Поразмыслив и опасаясь скандала – "Лики женщины?.. Гм-гм! О чем же это?", – устроительницы остановились на первой.
Поэт высказался в том смысле, что это ему – решительно все равно; он потребовал только – странно! – чтобы в момент начала лекции на кафедре перед ним лежали цветы: "Мои цветы! Дьяволоподобные цветы: розы, туберозы и мимозы!"
На скромных интеллигенток-устроительниц пахнуло таким изыском, такими "безднами", что все было брошено на добычу "дьяволоподобной" ботаники. Помню, как из дому, где повсюду уже и без того валялись грудами пестрые афиши, билеты, программы с отпечатанными на верхней страничке синим цветом по кремовой бумаге маорийками, трущимися носами вместо приветственных поцелуев, – меня неустанно гоняли по маминым ретивым помощницам – то к некоей Марии Ивановне Стабровской, жене политкаторжанина, жившей в лихой студенческой нужде, но бодрой женщине; то к могучей, черной, басистой и непрерывно курившей Верочке Вороновой, эсдечке, в конец Пятой линии; то к некоему Стасю, студенту-юристу, который "для дела все может". Наконец и с цветами все оказалось в порядке.
В назначенный день я, в новом костюме, – дылда дылдой, но великолепно натренированный на поведение "приличного молодого человека", – с пестрой розеткой на отвороте пиджака, в жилете, в манишке "Линоль" ("не имитация, не композиция, а настоящее белье Линоль"", как было написано на всех брандмауэрах города), в таких же, как бы жестяных, линолевых рукавчиках, был приведен, как охотник при облаве на "номер", на главную лестницу Соляного городка (на Фонтанке у Цепного моста) и поставлен там на пост. Я понял из разговоров, что избран занимать именно этот пост билетера потому, что, поставь сюда кого-либо из студентов, он пропустит уйму своих коллег, "а у Льва, слава богу, пока еще никаких таких знакомств нет", и Лев будет беспристрастным и бдительным. Я намеревался это мнение всецело оправдать. Тут, в узком проходике между перилами и деревянным барьером, преграждавшим путь толпе, я и утвердился во всей своей тринадцатилетней беспощадности.

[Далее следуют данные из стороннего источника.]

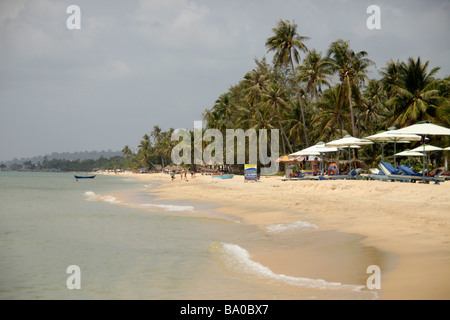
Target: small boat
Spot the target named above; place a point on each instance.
(84, 177)
(224, 176)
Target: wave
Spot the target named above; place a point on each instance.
(168, 207)
(92, 196)
(238, 259)
(290, 226)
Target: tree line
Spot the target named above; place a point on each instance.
(312, 96)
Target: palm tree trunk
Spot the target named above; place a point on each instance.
(349, 92)
(285, 138)
(300, 102)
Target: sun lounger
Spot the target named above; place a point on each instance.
(398, 174)
(352, 175)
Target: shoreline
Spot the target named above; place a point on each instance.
(408, 220)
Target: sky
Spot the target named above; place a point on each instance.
(139, 63)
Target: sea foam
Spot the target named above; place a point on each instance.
(168, 207)
(238, 259)
(275, 228)
(92, 196)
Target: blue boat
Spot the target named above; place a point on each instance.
(224, 176)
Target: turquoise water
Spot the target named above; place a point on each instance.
(130, 246)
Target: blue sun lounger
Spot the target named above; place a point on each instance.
(399, 174)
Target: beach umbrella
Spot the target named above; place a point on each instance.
(348, 141)
(392, 136)
(286, 159)
(426, 148)
(315, 150)
(425, 129)
(409, 153)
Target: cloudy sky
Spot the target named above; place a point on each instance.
(138, 63)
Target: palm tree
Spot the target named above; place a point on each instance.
(314, 72)
(332, 113)
(351, 67)
(274, 98)
(373, 105)
(417, 96)
(127, 151)
(156, 133)
(145, 151)
(286, 43)
(391, 77)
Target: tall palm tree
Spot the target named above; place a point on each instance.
(332, 114)
(156, 133)
(417, 96)
(390, 77)
(351, 67)
(315, 71)
(373, 106)
(286, 43)
(274, 98)
(145, 151)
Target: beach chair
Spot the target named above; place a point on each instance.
(407, 170)
(396, 174)
(352, 175)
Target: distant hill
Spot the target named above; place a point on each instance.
(83, 155)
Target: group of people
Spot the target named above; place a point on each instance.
(183, 174)
(332, 169)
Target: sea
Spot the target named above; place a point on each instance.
(110, 238)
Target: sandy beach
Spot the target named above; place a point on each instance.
(409, 220)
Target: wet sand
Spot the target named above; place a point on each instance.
(403, 227)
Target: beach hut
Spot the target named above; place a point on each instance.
(425, 129)
(446, 158)
(315, 150)
(392, 136)
(349, 141)
(409, 153)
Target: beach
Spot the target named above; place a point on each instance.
(407, 221)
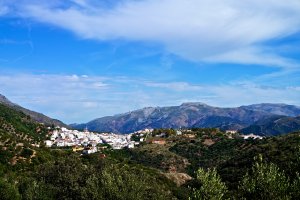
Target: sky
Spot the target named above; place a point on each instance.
(77, 60)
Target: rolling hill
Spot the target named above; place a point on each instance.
(189, 115)
(274, 126)
(38, 117)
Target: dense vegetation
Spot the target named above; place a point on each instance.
(197, 164)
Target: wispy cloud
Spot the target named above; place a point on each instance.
(80, 98)
(200, 30)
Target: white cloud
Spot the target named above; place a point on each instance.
(201, 30)
(177, 86)
(78, 100)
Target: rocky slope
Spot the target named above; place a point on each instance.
(189, 115)
(274, 126)
(38, 117)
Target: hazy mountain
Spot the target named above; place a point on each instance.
(278, 109)
(274, 126)
(38, 117)
(188, 115)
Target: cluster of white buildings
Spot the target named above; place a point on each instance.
(63, 137)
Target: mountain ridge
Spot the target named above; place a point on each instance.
(38, 117)
(190, 114)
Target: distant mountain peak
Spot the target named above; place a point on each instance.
(194, 104)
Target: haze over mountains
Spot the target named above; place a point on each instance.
(194, 115)
(261, 119)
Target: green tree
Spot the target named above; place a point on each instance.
(8, 191)
(265, 181)
(211, 186)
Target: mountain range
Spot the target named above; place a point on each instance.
(260, 119)
(38, 117)
(196, 115)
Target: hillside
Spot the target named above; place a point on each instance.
(38, 117)
(188, 115)
(19, 135)
(274, 126)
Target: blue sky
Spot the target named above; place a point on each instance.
(77, 60)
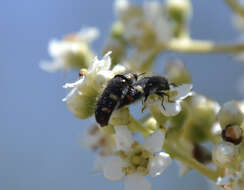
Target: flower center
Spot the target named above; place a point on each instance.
(137, 159)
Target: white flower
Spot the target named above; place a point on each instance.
(71, 52)
(121, 6)
(81, 100)
(173, 107)
(154, 15)
(97, 67)
(136, 160)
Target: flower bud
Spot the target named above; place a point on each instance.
(230, 113)
(83, 106)
(225, 154)
(233, 134)
(201, 119)
(120, 117)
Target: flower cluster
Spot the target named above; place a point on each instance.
(178, 122)
(73, 51)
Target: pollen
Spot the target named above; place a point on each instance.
(114, 97)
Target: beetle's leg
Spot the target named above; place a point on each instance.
(173, 84)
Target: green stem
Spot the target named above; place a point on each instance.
(235, 6)
(198, 46)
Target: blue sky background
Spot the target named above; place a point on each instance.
(39, 137)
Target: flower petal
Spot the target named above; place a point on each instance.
(123, 137)
(154, 142)
(112, 168)
(159, 163)
(183, 90)
(119, 69)
(74, 84)
(99, 163)
(136, 182)
(170, 108)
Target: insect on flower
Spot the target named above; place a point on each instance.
(116, 89)
(145, 87)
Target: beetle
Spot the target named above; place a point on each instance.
(144, 87)
(116, 89)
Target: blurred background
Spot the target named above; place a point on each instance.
(39, 137)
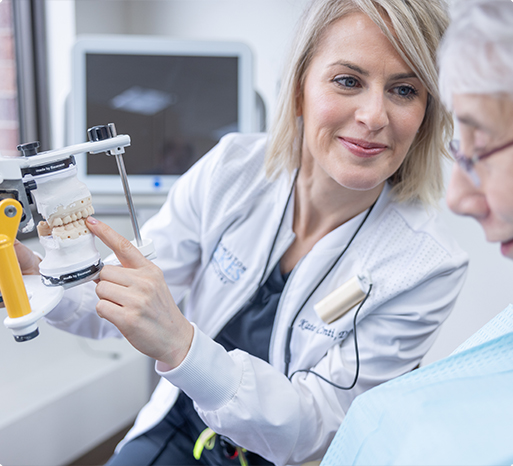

Народу было великое множество; прямо-таки "весь город" возжелал видеть и слышать Бальмонта. Я надрывал билеты, свирепо отвечал, что никакие записки и контрамарки недействительны, и, поглядев на мою тринадцатилетнюю физиономию, даже самые дошлые проникалы видели, что перед ними не юноша, а мальчишка, что мальчишке все – трын-трава, и что, как какой-нибудь бультеррьер, он костьми ляжет, но без билета (или двоих по одному билету) никого не пропустит. Ни самого бородатого профессора, с золотой цепочкой по жилету. Ни нежнейшую деву. Ни опытную дамочку, у которой в прошлом сотни прельщенных контролеров. То-то мне было дело до самых выразительных взглядов таких дам!! И профессоров я видел дома, за чаем, десятками!
Так я и стоял, как утес среди разбивающихся волн, пока снизу прямо на меня не пошел очень свирепого вида кривоногий полицейский офицер с маленькой черной бородой на желчном скуластом личике, с маленькими, крепкими, тоже желтыми, кулачками и с полковничьими погонами на плечах.
Полковник этот направился, ничтоже сумняшеся, прямо в мой проходик.
– Пардон! – протянул я руку. – Ваш билет?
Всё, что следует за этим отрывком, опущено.